Based on a short story by Hideyuki Kikuchi, director Makoto Tanaka, who also wrote the screenplay, develops an intriguing horror mystery. In the opening scenes we see an old man mourning his wife’s death when the figure of a child begins tapping on the opaque glass of the door asking to be admitted. It draws in the audience to question exactly what is going on, layering the mystery with the disappearance of the group of children; the body without organs; the existence of unaging children; and a figure who seems to want to kill these children, melding the best of the detective and horror genres. The film falls off significantly after the revelation of what is actually happening, the special effects and rush to the ending not doing justice to the slow build and quietly suggestive horror of the preceding investigation. Soko Wada’s Sota is a likeable protagonist, a typical skeptic drawn into a world of unnatural terrors, although there are hints of a paranoia that are not fully developed. Similarly, the film largely leave the characters as shallow archetypes, instead focussing on creating an eerie atmosphere.
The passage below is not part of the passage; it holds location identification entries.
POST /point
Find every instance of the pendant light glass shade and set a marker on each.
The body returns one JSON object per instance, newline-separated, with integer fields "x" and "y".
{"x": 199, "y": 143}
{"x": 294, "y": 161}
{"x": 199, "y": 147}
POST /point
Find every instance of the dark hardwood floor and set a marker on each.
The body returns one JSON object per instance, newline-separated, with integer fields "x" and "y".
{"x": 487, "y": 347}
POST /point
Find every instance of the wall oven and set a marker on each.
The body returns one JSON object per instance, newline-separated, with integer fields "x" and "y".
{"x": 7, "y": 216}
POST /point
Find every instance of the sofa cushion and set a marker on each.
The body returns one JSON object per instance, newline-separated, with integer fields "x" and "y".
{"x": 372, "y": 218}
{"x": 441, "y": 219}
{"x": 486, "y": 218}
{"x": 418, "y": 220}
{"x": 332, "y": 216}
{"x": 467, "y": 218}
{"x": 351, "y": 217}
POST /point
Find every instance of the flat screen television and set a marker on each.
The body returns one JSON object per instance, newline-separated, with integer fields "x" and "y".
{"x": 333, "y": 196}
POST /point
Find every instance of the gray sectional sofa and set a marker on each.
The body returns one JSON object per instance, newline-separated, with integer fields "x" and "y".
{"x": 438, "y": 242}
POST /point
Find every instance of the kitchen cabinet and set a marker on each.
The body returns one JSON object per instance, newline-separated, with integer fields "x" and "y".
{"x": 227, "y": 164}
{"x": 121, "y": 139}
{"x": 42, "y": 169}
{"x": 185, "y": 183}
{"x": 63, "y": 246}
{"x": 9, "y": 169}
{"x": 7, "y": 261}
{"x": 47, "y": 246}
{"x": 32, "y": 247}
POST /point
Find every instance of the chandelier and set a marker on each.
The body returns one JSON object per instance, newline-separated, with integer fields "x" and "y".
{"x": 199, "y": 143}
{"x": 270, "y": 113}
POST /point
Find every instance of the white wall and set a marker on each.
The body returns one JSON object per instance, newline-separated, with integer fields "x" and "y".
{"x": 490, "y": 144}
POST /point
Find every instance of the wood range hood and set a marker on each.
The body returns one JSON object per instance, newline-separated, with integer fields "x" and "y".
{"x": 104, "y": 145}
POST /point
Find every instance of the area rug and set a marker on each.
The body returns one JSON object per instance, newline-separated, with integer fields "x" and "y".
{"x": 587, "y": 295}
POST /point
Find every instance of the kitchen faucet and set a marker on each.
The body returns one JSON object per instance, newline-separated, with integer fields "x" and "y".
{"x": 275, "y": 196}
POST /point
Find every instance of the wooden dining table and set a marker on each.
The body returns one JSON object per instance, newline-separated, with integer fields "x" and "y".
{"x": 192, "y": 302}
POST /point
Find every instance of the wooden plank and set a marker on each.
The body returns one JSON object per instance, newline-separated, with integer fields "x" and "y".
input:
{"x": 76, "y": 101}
When it is at its best, in the dread-filled silences and disturbing peculiarities of Sota’s investigation, it does create a suitable unsettling tone. This is aided by Koji Endo’s score of low strings and ghostly woodwind.
“The Vanished” plays on several tropes of traditional horror: vanished children and supernatural forces. Rather than the usual child ghosts, this film takes on post-mortem demonic posession, with the children being used as bait to lure out others. We also see the difficulty of the bereaved adults to let go of their children, or accept that they are gone. This underlying tragedy provides a degree of emotionality to the standard supernatural monsters, but the film shies away from making this more of a central theme. Sota also feels like a character that should have been more developed. We see briefly following the conclusion of the mystery that he is suffering from a sort of paranoia and visions of his own. It almost feels as if this is an idea that should have been developed in a sequel, as the skeptic suffering doubts about the nature of his reality, but instead it is thrown away as a cheap topper to the main story. Overall, “The Vanished” offers a fun mystery-horror that builds tension and an intriguing story, but is let down by a resolution that fails to tie together the various ideas suggested by the premise.